Thread Rating:
  • 0 Vote(s) - 0 Average
  • 1
  • 2
  • 3
  • 4
  • 5
NSG vs IR
#1
Wondering if anyone would recommend doing neurosurgery over IR to pursue endovascular/vascular neurosurgery in the future? Obviously you can only be dual trained as a neurosurgeon which is appealing but it seems like the NIR guys have a foothold in the field as well. 

I’m currently a MS3 at a top 5 med school, 260+ with 5 first author basic science papers in cerebrovascular. Both my home programs in IR and neurosurgery seem supportive of me pursuing their specialty but I don’t see one being better than the other besides IR being a shorter/easier residency but may be harder to get into.
Reply
#2
It comes down to, do you like the rest of the IR path and Neurosurgery path?
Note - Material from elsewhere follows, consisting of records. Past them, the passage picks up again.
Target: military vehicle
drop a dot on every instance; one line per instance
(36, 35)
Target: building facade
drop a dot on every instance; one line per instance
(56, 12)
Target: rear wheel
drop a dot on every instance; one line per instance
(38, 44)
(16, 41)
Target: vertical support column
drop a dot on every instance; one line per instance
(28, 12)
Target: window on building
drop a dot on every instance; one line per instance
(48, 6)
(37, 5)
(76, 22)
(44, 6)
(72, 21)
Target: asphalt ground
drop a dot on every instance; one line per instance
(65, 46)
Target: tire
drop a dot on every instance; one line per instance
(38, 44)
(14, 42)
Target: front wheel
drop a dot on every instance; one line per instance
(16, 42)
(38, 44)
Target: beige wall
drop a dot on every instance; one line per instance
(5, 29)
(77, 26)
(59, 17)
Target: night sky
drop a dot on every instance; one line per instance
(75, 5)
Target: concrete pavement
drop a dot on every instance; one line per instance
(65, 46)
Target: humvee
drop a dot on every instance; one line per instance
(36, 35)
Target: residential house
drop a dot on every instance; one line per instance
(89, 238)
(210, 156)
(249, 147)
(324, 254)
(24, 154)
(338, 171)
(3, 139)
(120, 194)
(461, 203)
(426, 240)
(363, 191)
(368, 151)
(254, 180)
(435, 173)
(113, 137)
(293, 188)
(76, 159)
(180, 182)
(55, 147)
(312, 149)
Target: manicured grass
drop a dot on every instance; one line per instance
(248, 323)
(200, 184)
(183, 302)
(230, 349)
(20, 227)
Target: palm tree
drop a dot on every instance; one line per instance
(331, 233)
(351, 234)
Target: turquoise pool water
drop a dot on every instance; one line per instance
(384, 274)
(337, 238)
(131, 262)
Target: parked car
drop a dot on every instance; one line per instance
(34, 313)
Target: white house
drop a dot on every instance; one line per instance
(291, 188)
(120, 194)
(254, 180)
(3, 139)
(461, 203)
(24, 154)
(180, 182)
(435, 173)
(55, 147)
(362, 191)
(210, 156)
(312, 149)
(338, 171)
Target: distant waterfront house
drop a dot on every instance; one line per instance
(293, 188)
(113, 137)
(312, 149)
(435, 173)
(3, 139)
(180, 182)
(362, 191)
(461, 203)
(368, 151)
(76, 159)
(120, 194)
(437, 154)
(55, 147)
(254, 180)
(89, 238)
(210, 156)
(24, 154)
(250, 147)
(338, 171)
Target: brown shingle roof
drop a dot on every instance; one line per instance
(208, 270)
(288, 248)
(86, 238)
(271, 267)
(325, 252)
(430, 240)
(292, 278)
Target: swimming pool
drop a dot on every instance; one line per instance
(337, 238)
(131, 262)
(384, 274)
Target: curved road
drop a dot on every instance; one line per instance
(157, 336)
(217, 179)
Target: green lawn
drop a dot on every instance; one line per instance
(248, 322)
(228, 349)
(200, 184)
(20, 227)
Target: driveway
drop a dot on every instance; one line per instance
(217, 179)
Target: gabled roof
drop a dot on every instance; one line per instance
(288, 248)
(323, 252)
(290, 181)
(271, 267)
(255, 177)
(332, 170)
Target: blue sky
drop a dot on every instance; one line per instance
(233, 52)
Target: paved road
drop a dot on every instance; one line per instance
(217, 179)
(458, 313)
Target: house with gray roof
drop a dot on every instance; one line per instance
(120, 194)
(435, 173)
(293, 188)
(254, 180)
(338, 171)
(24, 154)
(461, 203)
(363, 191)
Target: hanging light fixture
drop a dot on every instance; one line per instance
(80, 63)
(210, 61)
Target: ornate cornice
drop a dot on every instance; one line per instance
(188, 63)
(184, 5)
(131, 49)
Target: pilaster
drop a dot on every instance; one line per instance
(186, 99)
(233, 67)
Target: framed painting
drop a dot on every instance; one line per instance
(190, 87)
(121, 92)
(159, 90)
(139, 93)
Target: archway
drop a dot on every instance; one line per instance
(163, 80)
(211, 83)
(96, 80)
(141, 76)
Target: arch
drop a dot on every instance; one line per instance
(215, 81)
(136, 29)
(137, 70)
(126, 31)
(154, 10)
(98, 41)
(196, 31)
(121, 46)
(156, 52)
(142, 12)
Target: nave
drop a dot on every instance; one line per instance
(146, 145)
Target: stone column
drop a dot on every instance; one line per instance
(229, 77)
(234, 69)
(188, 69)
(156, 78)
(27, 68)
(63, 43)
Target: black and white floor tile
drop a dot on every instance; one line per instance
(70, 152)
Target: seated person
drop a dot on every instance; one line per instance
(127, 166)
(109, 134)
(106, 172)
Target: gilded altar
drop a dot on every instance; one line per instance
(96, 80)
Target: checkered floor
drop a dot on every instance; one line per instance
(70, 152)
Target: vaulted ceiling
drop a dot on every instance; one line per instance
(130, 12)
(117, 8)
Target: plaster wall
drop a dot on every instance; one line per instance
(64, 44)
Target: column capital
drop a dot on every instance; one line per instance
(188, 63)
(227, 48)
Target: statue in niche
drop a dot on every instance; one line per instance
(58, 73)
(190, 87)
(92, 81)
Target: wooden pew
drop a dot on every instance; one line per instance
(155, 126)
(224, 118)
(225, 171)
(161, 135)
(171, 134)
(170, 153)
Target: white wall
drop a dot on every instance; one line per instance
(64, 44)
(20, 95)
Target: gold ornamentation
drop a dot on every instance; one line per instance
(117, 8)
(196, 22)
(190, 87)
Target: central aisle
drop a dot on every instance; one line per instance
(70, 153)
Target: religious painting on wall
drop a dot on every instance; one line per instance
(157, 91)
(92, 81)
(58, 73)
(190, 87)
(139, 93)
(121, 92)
The Neurosurgery path is a lot of spine and cranial, trauma, tumors, degenerative disease etc. Can you do 6-7 years of that to eventually get to NIR? Then, will you look forward to taking cranial or spine call in addition to being a interventionalist. Being dually trained is hugely attractive to hospitals, academic and private, because they can buy stroke and neurosurgery call in one individual. It's a lot of work, but you can make it what you want, either in academics or private practice. NIR via the radiology route is a much easier path. They do have a strong standing in NIR like Neurosurgery. Vascular neurosurgery is headed toward endovascular treatment by and large. You won't worry about your territory being taken by open surgery.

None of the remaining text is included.